Since 2019, its products have helped eliminate nearly two billion single-use plastic bottles from landfills and oceans. They’re made without parabens, ammonia, VOCs, and other toxins, and formulas are sourced from vegan, gluten-free, and soy and nut-free ingredients. (It also has all the certifications a conscious consumer could ask for: B Corp, Cradle to Cradle, Leaping Bunny, Climate Neutral, EWG Verified, and more.) Plus, with refills starting at two dollars, it’s a truly affordable essential.

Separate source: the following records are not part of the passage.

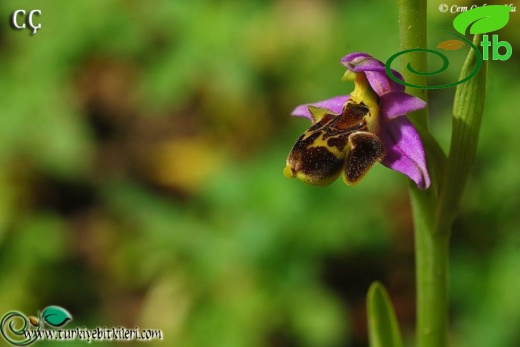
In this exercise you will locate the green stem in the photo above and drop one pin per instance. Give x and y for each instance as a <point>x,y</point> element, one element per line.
<point>431,247</point>
<point>431,264</point>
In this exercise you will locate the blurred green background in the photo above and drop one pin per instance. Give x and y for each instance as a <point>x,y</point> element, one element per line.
<point>142,145</point>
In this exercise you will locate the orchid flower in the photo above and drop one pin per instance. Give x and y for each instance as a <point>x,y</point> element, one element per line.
<point>351,133</point>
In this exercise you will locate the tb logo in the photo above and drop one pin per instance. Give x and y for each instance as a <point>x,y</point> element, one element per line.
<point>29,20</point>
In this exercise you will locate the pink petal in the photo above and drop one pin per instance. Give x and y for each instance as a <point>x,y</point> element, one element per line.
<point>396,104</point>
<point>360,62</point>
<point>404,150</point>
<point>335,105</point>
<point>381,83</point>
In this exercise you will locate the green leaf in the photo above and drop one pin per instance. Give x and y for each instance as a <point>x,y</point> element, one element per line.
<point>56,316</point>
<point>482,20</point>
<point>383,328</point>
<point>468,109</point>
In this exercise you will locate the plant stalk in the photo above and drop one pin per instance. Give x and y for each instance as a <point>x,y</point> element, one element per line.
<point>431,247</point>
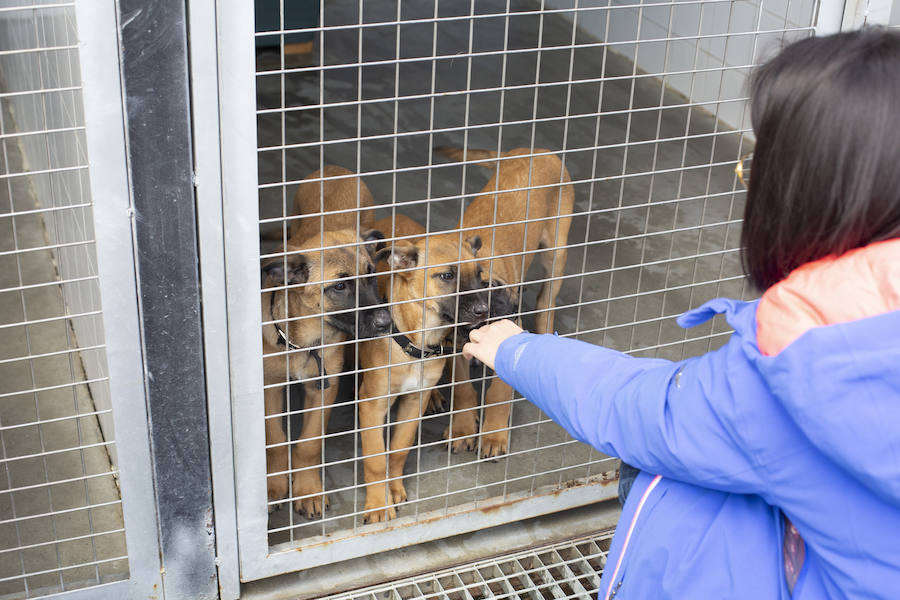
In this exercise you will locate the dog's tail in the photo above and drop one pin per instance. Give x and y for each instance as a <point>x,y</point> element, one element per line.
<point>482,158</point>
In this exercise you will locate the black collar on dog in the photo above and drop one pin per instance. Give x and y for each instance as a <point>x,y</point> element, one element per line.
<point>321,384</point>
<point>414,350</point>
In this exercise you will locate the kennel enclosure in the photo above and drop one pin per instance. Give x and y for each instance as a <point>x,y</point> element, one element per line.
<point>147,147</point>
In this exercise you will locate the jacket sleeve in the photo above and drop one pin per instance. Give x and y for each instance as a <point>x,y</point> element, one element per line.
<point>668,418</point>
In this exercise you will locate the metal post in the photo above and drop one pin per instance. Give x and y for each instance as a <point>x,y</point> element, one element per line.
<point>154,62</point>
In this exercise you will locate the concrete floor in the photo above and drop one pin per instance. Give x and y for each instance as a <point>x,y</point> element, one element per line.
<point>50,484</point>
<point>639,246</point>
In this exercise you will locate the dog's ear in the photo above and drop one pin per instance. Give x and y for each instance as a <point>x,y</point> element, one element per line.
<point>402,255</point>
<point>285,270</point>
<point>475,243</point>
<point>373,238</point>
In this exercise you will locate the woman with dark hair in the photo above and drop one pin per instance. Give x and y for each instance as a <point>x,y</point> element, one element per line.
<point>769,468</point>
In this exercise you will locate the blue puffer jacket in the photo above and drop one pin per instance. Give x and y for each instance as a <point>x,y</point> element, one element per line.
<point>738,438</point>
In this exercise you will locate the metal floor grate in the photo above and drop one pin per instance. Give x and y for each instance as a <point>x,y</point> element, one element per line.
<point>565,570</point>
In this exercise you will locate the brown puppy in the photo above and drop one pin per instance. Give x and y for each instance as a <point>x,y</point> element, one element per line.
<point>512,225</point>
<point>434,283</point>
<point>319,300</point>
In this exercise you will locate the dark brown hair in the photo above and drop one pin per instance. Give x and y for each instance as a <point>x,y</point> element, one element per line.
<point>826,166</point>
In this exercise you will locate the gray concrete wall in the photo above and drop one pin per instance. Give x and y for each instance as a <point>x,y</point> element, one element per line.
<point>60,154</point>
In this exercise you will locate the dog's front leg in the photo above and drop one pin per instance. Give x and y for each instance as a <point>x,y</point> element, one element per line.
<point>372,416</point>
<point>495,427</point>
<point>307,483</point>
<point>410,409</point>
<point>276,446</point>
<point>463,428</point>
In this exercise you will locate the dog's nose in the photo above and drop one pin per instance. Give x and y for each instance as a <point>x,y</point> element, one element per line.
<point>382,320</point>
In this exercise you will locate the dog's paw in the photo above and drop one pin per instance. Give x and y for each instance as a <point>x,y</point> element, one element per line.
<point>495,444</point>
<point>313,507</point>
<point>276,488</point>
<point>435,402</point>
<point>398,492</point>
<point>457,444</point>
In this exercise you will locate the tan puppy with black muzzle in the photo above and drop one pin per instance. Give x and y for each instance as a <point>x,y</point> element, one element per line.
<point>523,208</point>
<point>319,295</point>
<point>432,283</point>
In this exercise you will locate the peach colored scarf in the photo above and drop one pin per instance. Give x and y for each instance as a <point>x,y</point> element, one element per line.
<point>861,283</point>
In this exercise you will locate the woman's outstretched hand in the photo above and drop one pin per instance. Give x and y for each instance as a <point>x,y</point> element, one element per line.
<point>485,341</point>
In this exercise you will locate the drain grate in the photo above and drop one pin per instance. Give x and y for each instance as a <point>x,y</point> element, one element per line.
<point>565,570</point>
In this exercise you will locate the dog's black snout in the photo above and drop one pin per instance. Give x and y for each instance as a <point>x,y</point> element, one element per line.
<point>381,320</point>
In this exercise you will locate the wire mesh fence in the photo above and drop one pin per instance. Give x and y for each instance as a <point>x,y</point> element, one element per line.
<point>61,522</point>
<point>590,146</point>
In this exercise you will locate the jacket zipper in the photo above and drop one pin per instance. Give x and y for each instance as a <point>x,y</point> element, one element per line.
<point>637,512</point>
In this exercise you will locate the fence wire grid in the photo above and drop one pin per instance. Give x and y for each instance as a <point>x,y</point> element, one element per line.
<point>61,524</point>
<point>641,104</point>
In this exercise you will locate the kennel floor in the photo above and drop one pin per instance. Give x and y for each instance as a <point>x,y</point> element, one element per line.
<point>655,232</point>
<point>61,524</point>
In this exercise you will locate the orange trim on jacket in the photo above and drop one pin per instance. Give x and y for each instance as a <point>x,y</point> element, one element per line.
<point>861,283</point>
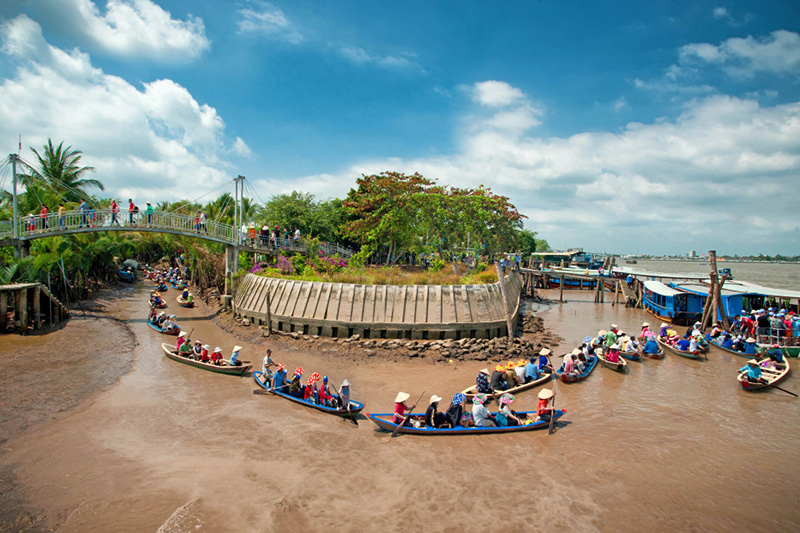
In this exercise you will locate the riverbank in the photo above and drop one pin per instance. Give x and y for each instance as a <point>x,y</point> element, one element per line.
<point>661,447</point>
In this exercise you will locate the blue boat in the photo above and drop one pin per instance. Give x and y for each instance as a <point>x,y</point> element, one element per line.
<point>355,407</point>
<point>384,421</point>
<point>591,362</point>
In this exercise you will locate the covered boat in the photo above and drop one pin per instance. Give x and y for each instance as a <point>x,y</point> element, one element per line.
<point>355,407</point>
<point>224,368</point>
<point>470,392</point>
<point>384,421</point>
<point>773,376</point>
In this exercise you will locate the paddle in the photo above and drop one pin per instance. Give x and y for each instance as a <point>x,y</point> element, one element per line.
<point>352,416</point>
<point>397,429</point>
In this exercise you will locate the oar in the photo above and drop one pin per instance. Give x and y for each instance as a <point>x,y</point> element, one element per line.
<point>352,416</point>
<point>552,415</point>
<point>397,429</point>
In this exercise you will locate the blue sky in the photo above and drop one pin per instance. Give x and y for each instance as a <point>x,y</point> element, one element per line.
<point>626,127</point>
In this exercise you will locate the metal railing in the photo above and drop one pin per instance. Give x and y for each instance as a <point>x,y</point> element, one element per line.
<point>36,226</point>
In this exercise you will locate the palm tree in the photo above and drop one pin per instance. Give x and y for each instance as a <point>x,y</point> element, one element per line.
<point>60,168</point>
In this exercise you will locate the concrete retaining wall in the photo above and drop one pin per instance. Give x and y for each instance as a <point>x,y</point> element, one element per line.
<point>379,311</point>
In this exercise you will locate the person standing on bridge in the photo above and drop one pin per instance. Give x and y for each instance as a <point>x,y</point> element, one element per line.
<point>114,212</point>
<point>149,212</point>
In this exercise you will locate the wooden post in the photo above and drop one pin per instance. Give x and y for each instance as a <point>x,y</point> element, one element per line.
<point>501,277</point>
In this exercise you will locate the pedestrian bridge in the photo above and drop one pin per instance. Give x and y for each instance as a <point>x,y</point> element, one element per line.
<point>97,220</point>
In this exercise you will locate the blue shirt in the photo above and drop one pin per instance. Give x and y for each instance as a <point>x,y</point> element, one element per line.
<point>532,371</point>
<point>753,372</point>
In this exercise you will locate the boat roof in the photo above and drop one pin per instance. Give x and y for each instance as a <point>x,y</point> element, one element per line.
<point>660,288</point>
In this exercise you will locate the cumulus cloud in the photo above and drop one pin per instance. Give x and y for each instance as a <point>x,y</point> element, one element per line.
<point>128,28</point>
<point>666,186</point>
<point>140,138</point>
<point>263,18</point>
<point>778,53</point>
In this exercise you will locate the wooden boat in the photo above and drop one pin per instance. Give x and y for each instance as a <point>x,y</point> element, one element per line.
<point>355,407</point>
<point>716,343</point>
<point>772,377</point>
<point>658,355</point>
<point>470,392</point>
<point>184,303</point>
<point>697,354</point>
<point>619,366</point>
<point>170,352</point>
<point>591,362</point>
<point>174,331</point>
<point>384,421</point>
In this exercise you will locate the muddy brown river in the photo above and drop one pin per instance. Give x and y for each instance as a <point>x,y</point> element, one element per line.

But for me, the formulas need a bit of work before I can click “subscribe.”
Blueland’s product line feels comprehensive and complete: full of essentials, no more, no less.
I love the option to subscribe to certain product sets, rather than making it a requirement.
The business model—”Buy the bottle once. Refill forever.”—is legitimately eco-friendly, having diverted 1 billion single-use plastic bottles since 2019.
The glass cleaner left streaks on my mirror and the dishwasher tablets left little dried flecks on my dishes, so the formulas might benefit from a bit of improvement.